Maria and I'm Too Sexy For My Shirt Nick Tilsley are looking for a flat together. And before you ask, "a flat what?", it should be explained that the pair want to move in together. Don't do it Maria, Nick will hog the sun bed and hair gel.
In Emmerdale (ITV1), Robert and Katy are caught kissing by young tearaway Daz, Yorkshire's equivalent to Chesney. Robert - who is, of course, snogging his brother Andy's fiancee - blackmails Daz into keeping quiet. Will Daz come clean to Andy? Katy tries to avoid that by demanding that Andy choose between her and Daz in a new version of the Doorstep Challenge.

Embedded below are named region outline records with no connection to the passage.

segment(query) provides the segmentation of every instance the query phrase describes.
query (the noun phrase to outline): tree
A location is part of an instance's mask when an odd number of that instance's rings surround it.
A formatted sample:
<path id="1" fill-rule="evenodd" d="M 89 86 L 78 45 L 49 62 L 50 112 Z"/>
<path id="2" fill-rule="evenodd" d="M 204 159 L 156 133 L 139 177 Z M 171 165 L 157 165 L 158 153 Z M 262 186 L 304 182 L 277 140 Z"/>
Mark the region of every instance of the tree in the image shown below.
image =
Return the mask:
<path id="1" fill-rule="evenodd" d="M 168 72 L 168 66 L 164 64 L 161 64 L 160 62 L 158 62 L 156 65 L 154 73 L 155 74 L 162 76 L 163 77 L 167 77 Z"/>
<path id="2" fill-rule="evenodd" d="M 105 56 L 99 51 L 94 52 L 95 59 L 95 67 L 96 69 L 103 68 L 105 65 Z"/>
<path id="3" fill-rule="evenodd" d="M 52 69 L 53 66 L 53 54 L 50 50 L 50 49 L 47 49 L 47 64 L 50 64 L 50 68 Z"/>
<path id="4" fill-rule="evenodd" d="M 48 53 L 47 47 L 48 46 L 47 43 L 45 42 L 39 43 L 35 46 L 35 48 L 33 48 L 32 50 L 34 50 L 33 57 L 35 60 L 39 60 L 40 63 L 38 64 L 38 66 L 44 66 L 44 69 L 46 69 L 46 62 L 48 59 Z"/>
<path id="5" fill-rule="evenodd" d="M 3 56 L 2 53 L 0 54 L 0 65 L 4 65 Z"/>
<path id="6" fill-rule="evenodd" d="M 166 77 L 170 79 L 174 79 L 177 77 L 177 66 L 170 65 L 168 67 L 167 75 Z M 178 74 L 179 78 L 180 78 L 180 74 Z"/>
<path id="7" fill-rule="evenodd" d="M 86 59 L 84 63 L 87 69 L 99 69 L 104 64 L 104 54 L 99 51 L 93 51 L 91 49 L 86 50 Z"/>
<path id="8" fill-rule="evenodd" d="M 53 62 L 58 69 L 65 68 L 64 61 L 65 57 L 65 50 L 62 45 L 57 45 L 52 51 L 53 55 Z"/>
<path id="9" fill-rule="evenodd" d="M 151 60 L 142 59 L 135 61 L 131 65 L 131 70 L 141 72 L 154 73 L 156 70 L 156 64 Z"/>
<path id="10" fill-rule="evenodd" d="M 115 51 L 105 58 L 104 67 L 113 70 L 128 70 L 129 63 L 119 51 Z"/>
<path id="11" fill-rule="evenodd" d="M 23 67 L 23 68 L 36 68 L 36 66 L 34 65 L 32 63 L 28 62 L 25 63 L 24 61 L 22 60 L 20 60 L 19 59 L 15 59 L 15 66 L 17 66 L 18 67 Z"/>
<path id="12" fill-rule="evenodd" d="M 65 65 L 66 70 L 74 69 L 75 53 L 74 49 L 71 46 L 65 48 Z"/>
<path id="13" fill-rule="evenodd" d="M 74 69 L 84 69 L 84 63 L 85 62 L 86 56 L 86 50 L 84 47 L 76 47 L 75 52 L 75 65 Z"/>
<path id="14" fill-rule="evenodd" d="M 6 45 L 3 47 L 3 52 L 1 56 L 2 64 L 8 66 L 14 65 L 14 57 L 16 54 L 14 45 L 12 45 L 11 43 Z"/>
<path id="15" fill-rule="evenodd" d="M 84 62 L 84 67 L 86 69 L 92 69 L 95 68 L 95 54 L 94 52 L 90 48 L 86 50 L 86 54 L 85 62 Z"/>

The Woolpack re-opens after its annual revamp following a fire, flood, plane crash, hurricane or whatever disaster befalls the village over the New Year period. When she's not pulling pints, Diane is getting a proposal from flat cap Jack, whose idea of sweet-talking a girl is to say, "How about coming over and helping clean out the cowshed."
Dennis is worried about Sharon's health in EastEnders (BBC1). He's concerned that her quivering lips are causing permanent damage to the ozone layer. Dirty Dennis the Second has competition in the pretty boy gangster stakes now that Andy's decided to stick around in the Square. Sam is thrilled, mainly because she sees them becoming the Bonnie and Clyde of Albert Square. More Thelma and Louise, if you ask me.
Kareena, the girl who never smiles, is still trying to win back Tariq - unaware that he ain't heavy, he's her brother. But she's so dumb, she probably thinks the word incest is the past tense of insist.
Mickey, the cheerful cockney geezer who materialised out of nowhere and refuses to go away, insists that Tariq tells her the truth. Saying "Hi, sis" next time he sees Kareena might be a start.
Thicky Ricky finally twigs that Janine might be lying about what happened in Scotland to Barry the most boring man in soap (he rolled down a hill and hit his head on a stone, remember?). Her secret is safe. Thicky Ricky won't be able to put two and two together. And, if he does, they'll make five.